In 2016, it is known that less than 12 percent of all college aged students were tested for a sexually transmitted infection or disease. Which explains why there is a rise in STD infections and diseases. Many STDs do go asymptomatic which is why students do not feel the need to go get tested. In 2017, the Cal State Fullerton student health center reported 81 percent of students who were tested for STDs were also positive for either syphilis, gonorrhea or chlamydia. However, only slightly more than 17 percent of the school’s students were tested. This decline in STD testing is over looked and needs to be taken seriously, so society can slow down the growth of diseases within the college community.

STDs should not be taken as taboo to talk about in everyday life. These diseases are a normal part of life and have the potential to affect anyone who is sexually active, which makes it even more important to keep having these everyday conversations about how to avoid them and as a group we all need to destroy the stigma of how these STDs are viewed in the society. Anyone is capable of obtaining them and being infected. Society needs to just have more talks and spread the word about safe sex and getting tested regularly.

A few interventions that would be used for this health behavior problem, would include proactively speaking about the STDs within the community and making it a point to excessively speak about and inform all high school and college aged students about what occurs. Sex education needs to be a priority in high school and college, especially since STDs are on the rise within the community. Also, we need to proactively be explaining why testing should be getting done yearly. Instead of it seeming frightening it should be considered as a very educational moment in their life. A way society could change the perspective on getting testing yearly for STDs would be to pass out brochures on how STDs can affect ones life and how fill it with so much information on how an STD can ruin someone’s life if it goes undiagnosed. Statistics do show cold hard truth and that would be very effective in brochure for this cause.

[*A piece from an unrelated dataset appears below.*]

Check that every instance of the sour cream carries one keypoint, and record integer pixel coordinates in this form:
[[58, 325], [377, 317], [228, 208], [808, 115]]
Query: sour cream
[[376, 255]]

This health behavior falls into the theory of the Health Belief Model, because it contains the four parts which is perceived seriousness, perceived susceptibility, perceived benefits, and perceived barriers. Perceived benefits its plays a very important role in the prevention portion of this health behavior. In order to get these students to partake in proactively getting tested or speaking out about their curiousness on the topic society needs to show they that they will receive some greater good for following through. Perceived barriers also plays a large role, because it helps with determining the behavior change. In order for this theory to fully work, these students need to view their modifying variables, their cues to action and their own self efficacy.